Req 1 — Press Freedom & Media Ethics
A free press means journalists can gather information, ask hard questions, and publish news without the government deciding which true stories may be told. That freedom matters because communities make better decisions when people can learn what leaders, businesses, and institutions are doing.
Freedom of the Press and the First Amendment
The First Amendment says that Congress may not make laws abridging freedom of speech or of the press. In plain language, that means the government cannot punish people just because officials dislike their opinions or reporting. Journalists can investigate, criticize, and publish even when the story is uncomfortable for powerful people.
That protection is not a license to say anything at all. Journalists still have to obey laws about defamation, respect some privacy rights, and report honestly. The First Amendment protects responsible reporting, not careless falsehoods.

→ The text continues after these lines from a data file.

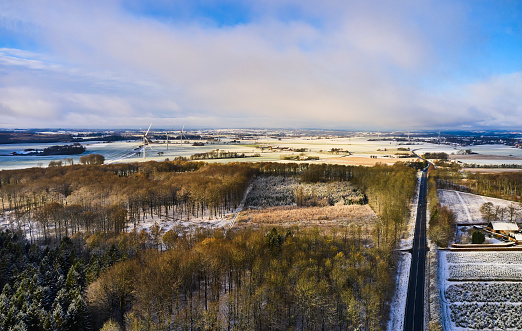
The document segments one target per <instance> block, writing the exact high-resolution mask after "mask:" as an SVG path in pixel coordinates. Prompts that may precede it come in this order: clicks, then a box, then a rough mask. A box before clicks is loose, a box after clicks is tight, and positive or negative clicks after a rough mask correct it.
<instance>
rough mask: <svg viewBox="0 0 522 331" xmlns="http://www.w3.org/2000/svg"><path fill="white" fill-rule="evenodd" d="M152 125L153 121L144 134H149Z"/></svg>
mask: <svg viewBox="0 0 522 331" xmlns="http://www.w3.org/2000/svg"><path fill="white" fill-rule="evenodd" d="M151 126H152V123H150V125H149V128H148V129H147V132H145V134H144V136H145V137H146V136H147V135H148V134H149V131H150V127H151Z"/></svg>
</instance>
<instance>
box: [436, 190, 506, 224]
mask: <svg viewBox="0 0 522 331" xmlns="http://www.w3.org/2000/svg"><path fill="white" fill-rule="evenodd" d="M438 193H439V201H440V203H441V205H443V206H446V207H448V208H450V209H451V210H453V212H454V213H455V216H456V218H457V223H458V224H474V223H485V222H486V221H484V220H483V219H482V214H481V213H480V207H481V206H482V205H483V204H484V203H486V202H491V203H493V205H495V206H500V207H501V208H507V207H508V206H509V205H511V204H512V203H513V202H512V201H509V200H503V199H496V198H490V197H485V196H481V195H476V194H471V193H464V192H459V191H454V190H438Z"/></svg>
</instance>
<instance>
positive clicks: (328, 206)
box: [236, 205, 377, 226]
mask: <svg viewBox="0 0 522 331" xmlns="http://www.w3.org/2000/svg"><path fill="white" fill-rule="evenodd" d="M376 219H377V216H376V215H375V213H374V212H373V210H372V209H371V208H370V207H369V206H368V205H364V206H361V205H351V206H327V207H302V208H299V207H271V208H265V209H247V210H244V211H243V212H241V214H240V215H239V216H238V218H237V220H236V225H237V226H247V225H248V226H261V225H278V226H295V225H298V226H331V225H334V226H337V225H369V224H374V223H375V220H376Z"/></svg>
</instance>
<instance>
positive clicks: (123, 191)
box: [0, 161, 415, 241]
mask: <svg viewBox="0 0 522 331" xmlns="http://www.w3.org/2000/svg"><path fill="white" fill-rule="evenodd" d="M261 174H263V175H272V174H274V175H283V176H299V177H300V179H301V180H302V181H304V182H326V181H351V182H353V183H354V184H355V185H356V186H358V187H360V188H361V189H362V190H363V192H365V194H366V196H367V197H368V201H369V203H370V205H371V206H372V207H373V208H374V209H375V211H376V212H377V214H378V215H379V216H380V217H381V220H382V234H383V235H384V236H389V235H390V232H391V234H392V235H393V236H394V237H397V234H398V232H399V230H400V226H401V224H402V222H403V220H404V217H405V216H406V214H407V212H408V208H409V205H408V204H409V202H410V200H411V197H412V196H413V191H414V188H415V171H414V170H413V169H412V168H410V167H408V166H406V165H403V164H397V165H395V166H384V165H379V166H376V167H372V168H368V167H356V166H343V165H314V164H312V165H310V164H297V163H290V164H282V163H229V164H206V163H203V162H188V161H187V162H186V161H169V162H154V161H151V162H146V163H142V164H121V165H117V164H115V165H97V166H80V165H72V166H67V167H51V168H32V169H23V170H4V171H0V204H1V206H2V209H3V210H4V211H7V216H8V217H10V218H11V220H12V224H13V225H14V226H15V227H16V228H20V229H22V228H23V229H26V230H27V231H28V232H29V234H30V236H33V234H34V237H35V238H36V237H38V236H39V237H43V238H44V239H45V240H46V241H47V240H49V239H50V238H55V239H58V240H59V239H60V238H61V237H64V236H71V235H73V234H74V233H76V232H78V231H83V230H86V231H90V232H97V231H101V232H108V231H115V232H121V231H124V230H125V229H127V228H129V227H135V226H137V225H138V224H139V223H140V221H141V220H143V218H144V217H146V216H157V217H162V218H168V219H190V218H194V217H196V218H197V217H203V216H204V217H209V218H211V217H214V216H223V215H224V214H226V213H227V212H230V211H231V210H234V209H235V208H236V207H237V206H238V205H239V203H240V201H241V200H242V198H243V195H244V192H245V189H246V187H247V186H248V183H249V181H250V180H251V179H252V177H253V176H257V175H261ZM391 229H393V231H391Z"/></svg>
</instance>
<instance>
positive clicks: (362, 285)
mask: <svg viewBox="0 0 522 331" xmlns="http://www.w3.org/2000/svg"><path fill="white" fill-rule="evenodd" d="M333 233H336V232H335V231H333ZM339 233H341V232H340V231H339ZM355 238H356V233H351V234H350V235H349V236H345V235H338V236H336V235H327V234H322V233H320V232H319V231H318V230H317V229H315V230H314V229H301V230H299V229H293V230H292V231H291V232H290V231H288V230H282V229H275V228H274V229H272V230H270V231H267V230H265V229H261V230H255V231H254V230H238V231H234V232H231V231H229V232H227V235H226V236H223V235H222V233H221V232H216V233H214V235H212V236H210V237H206V238H201V239H199V240H197V241H196V242H193V243H192V244H191V243H188V242H187V241H186V239H185V238H183V237H179V238H178V239H177V241H176V243H175V244H174V245H173V248H172V249H170V250H168V251H166V252H158V251H157V250H150V251H147V252H144V253H143V254H140V255H139V256H137V257H136V258H134V259H131V260H128V261H125V262H121V263H118V264H116V265H114V266H113V267H111V268H110V269H108V270H107V271H105V272H104V273H102V274H101V276H100V277H99V278H98V280H97V281H95V282H93V283H92V284H91V285H90V286H89V288H88V290H87V298H88V300H87V301H88V302H89V303H90V308H91V309H92V311H93V313H94V314H95V316H97V323H98V325H101V324H103V323H105V322H106V321H107V320H113V321H116V322H117V323H118V324H120V325H121V326H125V327H126V329H127V330H144V329H145V330H159V329H164V330H172V329H183V330H191V329H206V330H225V329H229V330H271V329H278V330H281V329H295V330H333V329H338V330H356V329H364V330H382V329H383V328H384V322H385V320H386V317H387V312H388V306H387V302H388V300H389V298H390V294H391V292H392V289H393V270H394V269H393V262H392V261H393V259H392V258H391V254H392V249H391V246H386V247H383V246H381V247H380V248H378V249H377V248H365V247H362V246H357V245H356V239H355ZM108 324H113V323H111V322H109V323H108Z"/></svg>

How Press Freedom Helps the Public
Why this protection matters in everyday life
- Watchdog role: Reporters can question officials, review public records, and alert the public when something is wrong.
- Public debate: People can hear multiple viewpoints instead of only the official version.
- Accountability: Leaders know their decisions may be examined in public.
- Community knowledge: Residents learn about safety issues, school decisions, elections, and events that affect them.
Fact vs. Opinion
One of the most important journalism skills is spotting the difference between a verifiable fact and a personal judgment.
A fact is something you can check with evidence. A vote count, the date of a meeting, the amount in a budget, or a direct quote from a recorded interview can all be verified.
An opinion is what someone thinks, believes, prefers, or concludes. Opinions may be thoughtful and informed, but they are still judgments rather than directly provable statements.

Here is a quick test: if you ask, “How would I prove this?” and can point to documents, recordings, data, or direct observation, you are probably dealing with a fact. If the answer depends on taste, interpretation, or personal belief, it is probably opinion.
Key Legal Terms
Defamation
Defamation is a false statement presented as fact that harms a person’s reputation. It is the broad category that includes both libel and slander.
Libel
Libel is written or published defamation. A false statement in a newspaper article, web post, caption, or script can be libel if it damages someone’s reputation.
Slander
Slander is spoken defamation. A false statement said on a broadcast, podcast, or public speech can count as slander.
Fair Comment and Criticism
Fair comment and criticism protects honest opinions about matters the public can judge for themselves, especially reviews and commentary. A movie reviewer may say a film was confusing. A sports columnist may argue that a coach made a poor decision. Those are opinions, not false claims of fact.
Public Figure
A public figure is someone who has unusual influence or visibility, such as an elected official, celebrity, or well-known community leader. Public figures usually face a higher legal standard in defamation cases because open discussion about public people is important in a democracy.
Privacy
Privacy refers to a person’s right to keep some parts of life from public exposure. Just because you learn something about someone does not always mean you should publish it. Good journalists ask whether information is newsworthy, accurate, and fair to share.
Malice
In journalism law, actual malice does not mean simple meanness. It means publishing something while knowing it is false or while recklessly ignoring whether it is true. That standard is especially important in cases involving public figures.
Ethics: Legal Does Not Always Mean Right
Some choices may be legal but still unethical. A journalist could quote someone accurately while leaving out important context. A headline could exaggerate to attract clicks. A photo could be cropped in a way that changes how readers interpret the scene.
Journalism ethics asks bigger questions:
- Is this accurate?
- Is it fair?
- Have I checked enough sources?
- Am I separating reporting from opinion?
- Could this cause unnecessary harm?
- Am I giving readers enough context to understand the truth?
A strong journalist cares about trust. If readers cannot trust you, they will stop listening — even when your next story is correct.
In Req 3, you will choose a storytelling challenge of your own. Everything on that page depends on what you learned here first: verify facts, label opinion honestly, and treat people fairly.
Before you choose a reporting path, make sure you can explain why truth, fairness, and freedom all belong together in journalism.